On a related note, another study comparing narcissism and self-esteem in East and West Germany ("between 1949 and 1989/90, West Germany had an individualistic culture, whereas East Germany - at the time part of Eastern Europe - had a more collectivist culture”) states that "teaching children individualistic virtues may contribute to lower self-esteem”, for "individualistic societies promote achievement-dependent self-esteem, i.e., a self-esteem that is threatened by constant social comparisons and the necessity to achieve more than other individuals”.
Finally, with regard to communication and language, the same study concludes that "in modern Western societies the personal pronouns I and me are used more frequently than we and us”, findings that seem to validate Hofstede’s research on the cultural dimension known as collectivism/individualism: while in collectivist societies one’s identity and reputation is defined in terms of social roles ("I am a good son") and "I" is a not commonly used word, in individualistic societies self-concepts are based on personal traits rather than social roles ("I am kind" vs "I am a good son").

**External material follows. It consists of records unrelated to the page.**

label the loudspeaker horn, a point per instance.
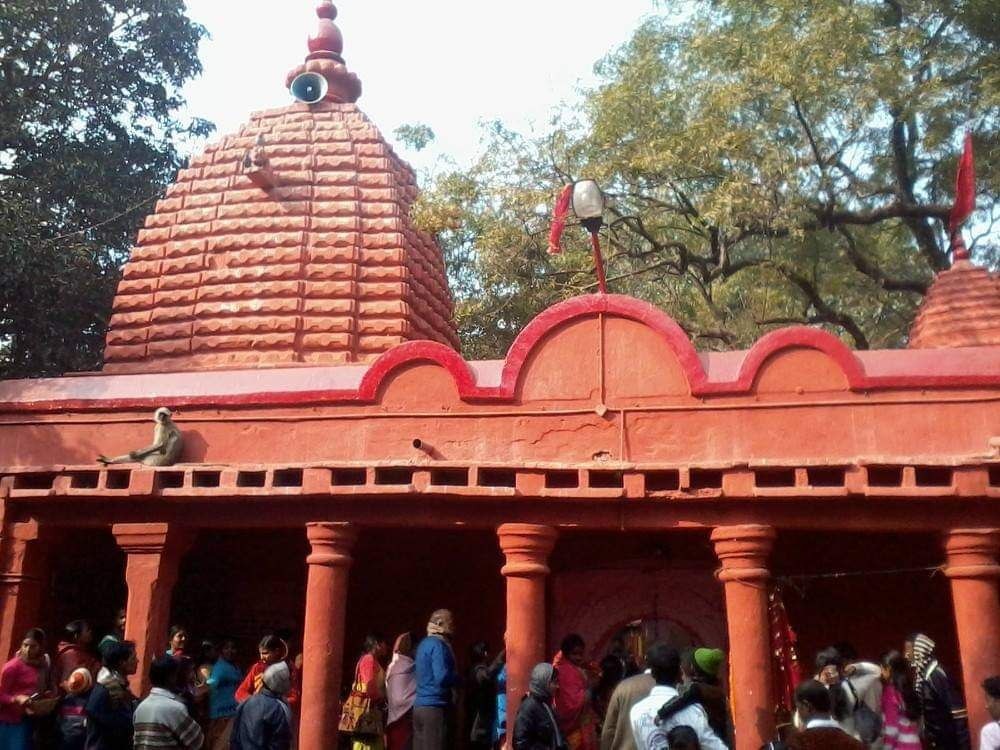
(309, 87)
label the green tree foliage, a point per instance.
(769, 164)
(416, 136)
(88, 89)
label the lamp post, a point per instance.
(588, 206)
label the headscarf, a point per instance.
(541, 676)
(278, 678)
(924, 660)
(442, 623)
(400, 679)
(403, 644)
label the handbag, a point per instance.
(867, 723)
(359, 714)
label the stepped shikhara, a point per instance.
(289, 242)
(962, 308)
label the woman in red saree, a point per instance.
(572, 704)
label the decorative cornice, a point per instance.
(527, 548)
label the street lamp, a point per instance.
(588, 206)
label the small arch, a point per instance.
(415, 352)
(590, 306)
(797, 337)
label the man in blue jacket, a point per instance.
(437, 679)
(264, 722)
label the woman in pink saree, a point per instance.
(572, 705)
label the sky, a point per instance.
(449, 64)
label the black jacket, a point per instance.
(946, 726)
(262, 722)
(535, 728)
(109, 720)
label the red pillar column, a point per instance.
(526, 547)
(743, 552)
(973, 571)
(153, 554)
(21, 578)
(323, 641)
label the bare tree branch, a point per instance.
(865, 266)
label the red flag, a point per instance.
(965, 189)
(559, 216)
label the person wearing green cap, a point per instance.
(702, 687)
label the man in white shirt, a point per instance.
(664, 663)
(989, 736)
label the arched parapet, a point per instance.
(497, 381)
(411, 353)
(540, 328)
(790, 339)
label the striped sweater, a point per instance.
(162, 722)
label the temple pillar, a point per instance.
(23, 578)
(526, 548)
(743, 552)
(153, 553)
(972, 568)
(329, 562)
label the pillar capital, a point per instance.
(972, 553)
(743, 551)
(331, 544)
(527, 547)
(151, 538)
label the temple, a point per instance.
(345, 469)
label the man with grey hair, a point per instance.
(264, 721)
(437, 679)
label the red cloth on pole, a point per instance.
(785, 660)
(965, 188)
(559, 216)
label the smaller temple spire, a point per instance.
(327, 42)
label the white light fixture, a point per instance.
(588, 204)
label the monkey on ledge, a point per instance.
(164, 451)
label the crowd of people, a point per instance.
(80, 697)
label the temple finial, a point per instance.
(325, 61)
(327, 42)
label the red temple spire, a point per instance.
(327, 42)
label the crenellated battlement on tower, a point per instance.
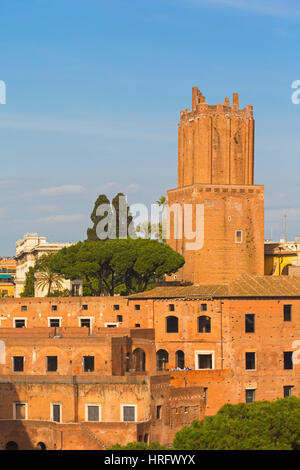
(200, 108)
(215, 142)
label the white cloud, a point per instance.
(66, 219)
(132, 188)
(276, 215)
(62, 190)
(278, 8)
(95, 126)
(106, 186)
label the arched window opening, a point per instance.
(12, 445)
(41, 446)
(179, 359)
(204, 324)
(162, 359)
(139, 360)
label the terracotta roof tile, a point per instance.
(245, 286)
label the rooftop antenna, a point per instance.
(285, 227)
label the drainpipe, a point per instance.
(221, 311)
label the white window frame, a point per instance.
(205, 352)
(86, 318)
(54, 318)
(87, 415)
(135, 412)
(15, 410)
(255, 360)
(12, 365)
(236, 241)
(20, 318)
(51, 411)
(108, 324)
(252, 389)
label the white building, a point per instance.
(28, 250)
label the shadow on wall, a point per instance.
(15, 432)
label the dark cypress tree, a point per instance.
(91, 232)
(123, 216)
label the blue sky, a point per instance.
(94, 90)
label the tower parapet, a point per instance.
(215, 142)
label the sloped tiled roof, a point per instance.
(244, 286)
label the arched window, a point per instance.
(139, 360)
(203, 324)
(11, 445)
(179, 359)
(162, 359)
(41, 446)
(172, 324)
(285, 270)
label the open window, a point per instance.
(129, 412)
(249, 323)
(18, 363)
(204, 360)
(204, 324)
(172, 324)
(179, 359)
(51, 363)
(93, 412)
(88, 363)
(250, 359)
(288, 360)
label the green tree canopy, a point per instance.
(116, 218)
(139, 446)
(91, 232)
(254, 426)
(132, 263)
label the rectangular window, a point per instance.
(250, 361)
(88, 363)
(205, 395)
(93, 412)
(288, 391)
(56, 412)
(205, 361)
(288, 360)
(129, 412)
(250, 395)
(54, 322)
(18, 363)
(51, 363)
(85, 322)
(75, 290)
(19, 323)
(250, 323)
(238, 236)
(287, 313)
(20, 410)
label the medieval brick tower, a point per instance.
(216, 176)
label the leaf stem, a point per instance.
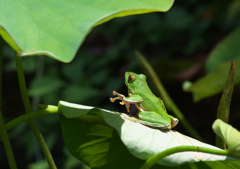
(25, 117)
(165, 96)
(224, 104)
(3, 131)
(153, 160)
(28, 109)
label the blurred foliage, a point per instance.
(176, 43)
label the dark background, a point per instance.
(176, 43)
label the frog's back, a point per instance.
(150, 101)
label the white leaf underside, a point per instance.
(144, 142)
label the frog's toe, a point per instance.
(174, 122)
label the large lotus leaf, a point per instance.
(57, 28)
(214, 82)
(141, 141)
(228, 49)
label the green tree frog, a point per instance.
(152, 111)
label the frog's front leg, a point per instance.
(153, 119)
(126, 100)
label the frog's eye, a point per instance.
(130, 78)
(143, 76)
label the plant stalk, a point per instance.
(28, 109)
(3, 131)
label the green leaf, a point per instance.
(224, 105)
(230, 136)
(214, 82)
(44, 85)
(57, 28)
(228, 49)
(89, 138)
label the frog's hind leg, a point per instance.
(152, 119)
(174, 121)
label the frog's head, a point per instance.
(134, 80)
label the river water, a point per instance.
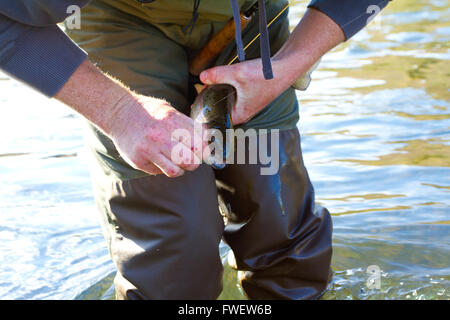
(375, 127)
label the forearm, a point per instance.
(315, 35)
(96, 96)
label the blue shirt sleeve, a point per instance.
(350, 15)
(33, 49)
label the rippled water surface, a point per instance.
(375, 127)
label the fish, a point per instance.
(212, 108)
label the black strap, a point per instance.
(238, 32)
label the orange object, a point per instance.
(217, 43)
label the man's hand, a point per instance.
(141, 127)
(315, 35)
(142, 130)
(253, 91)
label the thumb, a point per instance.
(220, 74)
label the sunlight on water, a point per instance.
(375, 127)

A good example of such differences in language can be found in the paper "Meaningfulness, the unsaid and translatability: Instead of an introduction” published by Open Linguistics, according to which:
"In English-speaking academia, authors are encouraged to be assertive and direct, to avoid distancing and other elusive discourse strategies and directly state their most important ideas. Contrariwise, in Japanese academic writing it is customary to be extremely polite and tentative in promoting one’s own ideas.”
For further reading material on the differences between the East and the West, please see the following articles:
- Derber, C. (2000). "The pursuit of attention: Power and ego in everyday life”. Oxford: Oxford University Press
- Foster, Joshua & Campbell, W. Keith & Twenge, Jean. (2003). "Individual differences in narcissism: Inflated self-views across the lifespan and around the world”. Journal of Research in Personality. 37. 469-486. 10.1016/S0092-6566(03)00026-6
- Hofstede, Geert H. (1997). "Cultures and Organizations: Software of the Mind (second ed.)". New York: McGraw-Hill
- Keidan, A. (2015). "Meaningfulness, the unsaid and translatability: Instead of an introduction”. Open Linguistics, (1). doi: https://doi.org/10.1515/opli-2015-0023
- The Globe Project, Online: https://globeproject.com/
- Vater A, Moritz S, Roepke S (2018). "Does a narcissism epidemic exist in modern western societies? Comparing narcissism and self-esteem in East and West Germany”. PLoS ONE 13(1): e0188287.